Whit Stillman’s new movie, Love & Friendship, is an adaptation of Jane Austen’s Lady Susan. Mr. Stillman takes this piece of Austen juvenilia, an epistolary novella, and fleshes it out into a screenplay faithful to the spirit of Austen. Not only that, but also he has reworked Austen’s story into a novel of his own, Love & Friendship: In Which Jane Austen’s Lady Susan Vernon Is Entirely Vindicated (Little, Brown and Company, 2016), to accompany the film. Austen’s Lady Susan is included in the back of the volume, as that book’s letters make a magnificent supplement to the main pages.Publishing a novel to complement his film project is not unprecedented for Mr. Stillman. After his third film, The Last Days of Disco (1998), he also published a 339-page version of that story as a novel: The Last Days of Disco, with Cocktails at Petrossian Afterward (Farrar, Straus and Giroux, 2000). You may have trouble tracking down a copy, but the book is certainly worth the effort.

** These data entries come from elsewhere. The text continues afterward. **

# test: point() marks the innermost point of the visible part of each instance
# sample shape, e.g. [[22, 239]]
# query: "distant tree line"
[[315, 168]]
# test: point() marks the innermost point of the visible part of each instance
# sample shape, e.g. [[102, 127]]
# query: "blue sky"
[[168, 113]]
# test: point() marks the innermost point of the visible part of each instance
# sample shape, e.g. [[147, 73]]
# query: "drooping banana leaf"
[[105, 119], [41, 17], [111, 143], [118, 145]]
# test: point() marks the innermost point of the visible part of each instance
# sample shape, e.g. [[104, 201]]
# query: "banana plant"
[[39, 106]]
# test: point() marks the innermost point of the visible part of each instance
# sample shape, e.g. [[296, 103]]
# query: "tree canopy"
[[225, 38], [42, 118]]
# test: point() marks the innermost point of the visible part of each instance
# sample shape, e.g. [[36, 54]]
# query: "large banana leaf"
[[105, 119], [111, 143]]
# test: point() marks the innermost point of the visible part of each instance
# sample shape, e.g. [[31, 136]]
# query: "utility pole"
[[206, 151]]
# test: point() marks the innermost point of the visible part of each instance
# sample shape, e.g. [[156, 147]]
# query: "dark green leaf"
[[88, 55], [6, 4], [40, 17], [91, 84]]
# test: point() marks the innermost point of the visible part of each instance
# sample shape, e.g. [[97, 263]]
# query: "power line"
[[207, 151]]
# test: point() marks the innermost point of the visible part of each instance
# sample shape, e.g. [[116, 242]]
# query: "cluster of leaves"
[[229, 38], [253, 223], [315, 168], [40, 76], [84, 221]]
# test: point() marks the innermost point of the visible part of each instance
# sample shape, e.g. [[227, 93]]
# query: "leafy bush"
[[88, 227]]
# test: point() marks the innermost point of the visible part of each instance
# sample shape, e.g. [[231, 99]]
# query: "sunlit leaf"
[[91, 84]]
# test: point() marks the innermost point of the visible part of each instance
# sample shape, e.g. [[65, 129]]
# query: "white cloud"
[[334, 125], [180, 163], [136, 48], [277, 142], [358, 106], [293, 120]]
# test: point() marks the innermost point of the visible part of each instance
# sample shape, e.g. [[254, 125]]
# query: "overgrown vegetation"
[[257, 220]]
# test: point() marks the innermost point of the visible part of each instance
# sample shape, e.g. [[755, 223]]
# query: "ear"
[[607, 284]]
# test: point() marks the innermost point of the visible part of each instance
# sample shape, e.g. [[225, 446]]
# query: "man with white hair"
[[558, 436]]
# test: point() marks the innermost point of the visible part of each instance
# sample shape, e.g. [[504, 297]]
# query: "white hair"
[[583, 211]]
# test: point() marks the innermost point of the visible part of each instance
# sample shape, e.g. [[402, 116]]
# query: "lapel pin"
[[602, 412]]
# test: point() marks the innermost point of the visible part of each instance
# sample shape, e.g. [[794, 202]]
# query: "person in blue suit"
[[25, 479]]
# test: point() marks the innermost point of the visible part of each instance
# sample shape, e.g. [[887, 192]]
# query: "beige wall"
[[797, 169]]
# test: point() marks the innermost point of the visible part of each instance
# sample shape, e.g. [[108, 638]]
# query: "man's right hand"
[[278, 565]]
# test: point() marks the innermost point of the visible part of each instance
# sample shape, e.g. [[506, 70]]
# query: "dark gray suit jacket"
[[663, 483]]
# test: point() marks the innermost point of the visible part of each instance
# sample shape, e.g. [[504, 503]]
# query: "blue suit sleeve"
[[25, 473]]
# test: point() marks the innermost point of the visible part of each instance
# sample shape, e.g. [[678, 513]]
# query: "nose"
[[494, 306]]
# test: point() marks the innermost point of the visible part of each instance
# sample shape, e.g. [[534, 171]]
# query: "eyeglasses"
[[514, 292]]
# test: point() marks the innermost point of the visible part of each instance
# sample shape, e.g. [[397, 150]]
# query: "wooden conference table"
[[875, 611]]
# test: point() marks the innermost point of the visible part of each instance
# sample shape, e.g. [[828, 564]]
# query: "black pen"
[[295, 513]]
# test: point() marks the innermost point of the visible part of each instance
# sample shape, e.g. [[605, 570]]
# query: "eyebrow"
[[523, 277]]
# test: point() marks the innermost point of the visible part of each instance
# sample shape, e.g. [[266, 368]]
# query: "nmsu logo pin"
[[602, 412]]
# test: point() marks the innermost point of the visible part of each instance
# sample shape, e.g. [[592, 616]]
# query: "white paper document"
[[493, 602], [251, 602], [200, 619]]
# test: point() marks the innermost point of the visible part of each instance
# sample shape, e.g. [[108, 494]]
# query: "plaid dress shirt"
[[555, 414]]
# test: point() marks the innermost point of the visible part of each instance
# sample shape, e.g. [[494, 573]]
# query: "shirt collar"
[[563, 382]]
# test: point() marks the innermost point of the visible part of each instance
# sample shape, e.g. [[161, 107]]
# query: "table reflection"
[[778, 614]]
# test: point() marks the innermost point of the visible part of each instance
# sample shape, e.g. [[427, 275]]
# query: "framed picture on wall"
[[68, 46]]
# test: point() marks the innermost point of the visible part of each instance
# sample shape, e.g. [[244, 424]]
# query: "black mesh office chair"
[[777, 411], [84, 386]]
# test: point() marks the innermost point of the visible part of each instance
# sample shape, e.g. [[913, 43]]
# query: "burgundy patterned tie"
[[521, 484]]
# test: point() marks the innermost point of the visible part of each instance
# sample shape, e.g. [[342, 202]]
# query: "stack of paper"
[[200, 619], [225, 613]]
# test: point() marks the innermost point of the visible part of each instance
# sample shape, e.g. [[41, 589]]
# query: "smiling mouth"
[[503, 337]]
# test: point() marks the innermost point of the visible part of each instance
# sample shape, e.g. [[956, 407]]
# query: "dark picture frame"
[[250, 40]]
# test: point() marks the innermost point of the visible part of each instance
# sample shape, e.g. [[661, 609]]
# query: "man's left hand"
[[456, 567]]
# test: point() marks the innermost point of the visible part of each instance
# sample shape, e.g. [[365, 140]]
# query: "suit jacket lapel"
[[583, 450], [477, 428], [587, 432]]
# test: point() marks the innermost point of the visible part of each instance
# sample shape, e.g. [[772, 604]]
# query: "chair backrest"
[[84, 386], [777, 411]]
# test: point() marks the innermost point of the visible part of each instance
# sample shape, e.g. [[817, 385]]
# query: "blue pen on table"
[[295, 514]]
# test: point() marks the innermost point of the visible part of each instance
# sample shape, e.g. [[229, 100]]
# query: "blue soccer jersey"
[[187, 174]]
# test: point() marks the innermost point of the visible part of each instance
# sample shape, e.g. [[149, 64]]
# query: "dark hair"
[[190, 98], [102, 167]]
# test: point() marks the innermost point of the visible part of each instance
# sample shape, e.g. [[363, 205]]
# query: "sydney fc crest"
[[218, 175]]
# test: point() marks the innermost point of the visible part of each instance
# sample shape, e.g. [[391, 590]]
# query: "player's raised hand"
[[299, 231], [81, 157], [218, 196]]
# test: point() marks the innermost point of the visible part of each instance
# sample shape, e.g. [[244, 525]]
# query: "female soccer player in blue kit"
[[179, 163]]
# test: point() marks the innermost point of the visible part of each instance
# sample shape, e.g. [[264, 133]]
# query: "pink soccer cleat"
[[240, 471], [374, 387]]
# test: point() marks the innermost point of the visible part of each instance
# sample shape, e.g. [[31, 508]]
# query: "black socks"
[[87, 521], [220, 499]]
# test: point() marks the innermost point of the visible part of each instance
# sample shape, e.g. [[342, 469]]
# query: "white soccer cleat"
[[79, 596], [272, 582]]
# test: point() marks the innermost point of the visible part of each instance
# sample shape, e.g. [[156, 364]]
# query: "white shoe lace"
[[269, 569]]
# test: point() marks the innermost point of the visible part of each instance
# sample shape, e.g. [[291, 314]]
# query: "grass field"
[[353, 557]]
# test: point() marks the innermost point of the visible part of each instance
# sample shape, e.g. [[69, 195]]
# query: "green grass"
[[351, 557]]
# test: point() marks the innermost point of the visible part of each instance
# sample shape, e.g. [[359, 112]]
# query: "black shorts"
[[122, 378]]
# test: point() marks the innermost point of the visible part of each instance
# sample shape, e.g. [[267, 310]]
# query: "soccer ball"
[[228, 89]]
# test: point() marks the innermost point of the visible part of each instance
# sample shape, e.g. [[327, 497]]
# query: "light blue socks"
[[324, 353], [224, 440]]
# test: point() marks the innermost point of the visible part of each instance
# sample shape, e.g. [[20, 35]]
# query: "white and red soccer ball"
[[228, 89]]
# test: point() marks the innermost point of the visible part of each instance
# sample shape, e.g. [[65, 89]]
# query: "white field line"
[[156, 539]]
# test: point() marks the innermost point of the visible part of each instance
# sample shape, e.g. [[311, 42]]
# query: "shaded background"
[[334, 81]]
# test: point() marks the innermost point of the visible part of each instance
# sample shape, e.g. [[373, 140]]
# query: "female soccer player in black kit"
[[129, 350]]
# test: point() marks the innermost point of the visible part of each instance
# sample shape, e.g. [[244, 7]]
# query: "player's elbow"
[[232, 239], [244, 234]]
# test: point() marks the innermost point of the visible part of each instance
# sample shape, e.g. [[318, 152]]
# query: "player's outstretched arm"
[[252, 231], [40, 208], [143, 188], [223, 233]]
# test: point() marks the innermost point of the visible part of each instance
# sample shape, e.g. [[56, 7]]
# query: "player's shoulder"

Mr. Stillman also had a novelization of his highly impressive first film, Metropolitan (1990), in the works once upon a time, but that project fell by the wayside when an impatient publisher apparently couldn’t agree with him on a timeline for delivery of the manuscript. To his credit, because of a meticulous attention to detail, Mr. Stillman likes to take his time on his projects, in order to get things just right. But the screenplay to Metropolitan, along with the screenplay to his second film, Barcelona (1994), has nonetheless been published in a nice edition with an introduction by Graham Fuller: Barcelona & Metropolitan: Tales of Two Cities (Faber and Faber, 1994).
Stillman aficionados will also want to add the fine collection of essays edited by Mark Henrie to their collection of books, Doomed Bourgeois in Love: Essays on the Films of Whit Stillman (ISI Books, 2001). There is an essay in that volume by George Sim Johnston, “Whit Stillman, Novelist,” and the designation seems apt for a director whose refined literary sensibilities always shape the way he tells a story on screen.
With his return to Jane Austen, who seemed overtly to be a main inspiration for Metropolitan, since mentions and sightings of her books play a highly significant role in that movie’s plot, Mr. Stillman’s efforts in Love & Friendship, to finish a project that Austen started, result in his most explicit and refined literary contemplation to date.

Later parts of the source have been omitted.